Loyalty programs succeed when they don’t make customers do too much for too little.
By Richard Pachter
There’s a store near my office where I occasionally shop for probiotics. It’s a little overpriced compared to some of the online venues but it’s a convenient alternative. Invariably, at checkout, one of the shiny, friendly clerks asks me if my phone number is in their system. It’s as rapid a turnoff to me as when the late, lamented Radio Shack’s proto-geeks solicited my address when I tried to buy a jack, a plug or a battery. Then and now, it’s an annoying disruption to what should, in my mind, be a seamless, relatively friction-free experience.
Recently, after a few such encounters — and polite refusals from me to give up my info — I went to the store’s website to see what I might be missing. Not much!
Points that accrued (then disappeared after a few months) that potentially turned into dollars-off deals? Oh boy! Occasional discounts? That’s nice. Incessant emails and texts? Nuh-uh!
Now, this isn’t a terrible program, just not an exceptional one. But it’s further diminished in my mind because no employee ever presented it to me in an attractive or appealing manner. No one ever handed me a flyer or brochure or offered a trial or anything that might’ve made me think twice beyond reflexively wanting to run out of the store. Their passive-aggressive approach wasn’t gettin’ the job done.

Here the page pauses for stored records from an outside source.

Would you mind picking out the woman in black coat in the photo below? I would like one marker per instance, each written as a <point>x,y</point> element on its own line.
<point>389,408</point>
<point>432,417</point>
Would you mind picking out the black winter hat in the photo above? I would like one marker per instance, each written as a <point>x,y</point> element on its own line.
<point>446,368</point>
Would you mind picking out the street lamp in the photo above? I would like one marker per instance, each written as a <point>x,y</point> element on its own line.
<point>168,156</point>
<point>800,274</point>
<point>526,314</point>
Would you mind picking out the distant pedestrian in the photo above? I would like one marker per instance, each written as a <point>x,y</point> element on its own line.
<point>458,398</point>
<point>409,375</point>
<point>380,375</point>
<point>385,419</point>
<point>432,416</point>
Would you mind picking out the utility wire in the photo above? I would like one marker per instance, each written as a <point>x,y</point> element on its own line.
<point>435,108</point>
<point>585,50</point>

Older readers may remember the late-1970’s promotion of then-unknown ATM cards by banks and other financial institutions. The natural suspicion one has of being scammed or fooled, or just the preternatural instinct for avoiding risk precluded immediate acceptance, at least for me. It’s hard to recall in our current, mostly cash-free society that credit cards were then the sole domain of professionals not proletarians, when use of mobile payments, debit cards and other instruments are now the rule and not the exception. But the ease of use afforded by debit cards was demonstrated repeatedly, so their acceptance was universal.
Their adoption triggered a never-ending surge of loyalty and affinity opportunities but if they weren’t useful and appealing, they never would’ve gone anywhere. Their adoption offers a lesson.
Loyalty can be tricky, but there are a few obvious things that are not always in the mix.
Immediately demonstrate value: attention spans are short and getting shorter. The “what’s in it for me” factor remains undiminished.
Make it easy: You’ve got my debit card in your hand or in your system while I’m checking out. Offer me an immediate discount for enrolling, then and sign me up on the spot; don’t give me a homework assignment! Eliminate as many obstacles as possible.
Be mobile: Build a great app and seamlessly integrate your loyalty program into the user experience. Listen to app users and customers before adding or removing features.
Make it special: Sure discounts and discount offers rule, but experiential perqs can be much more meaningful and sticky.
Bottom line: not everyone is as excited about your program as you are. Think about the experience and feelings you want to elicit and work from there.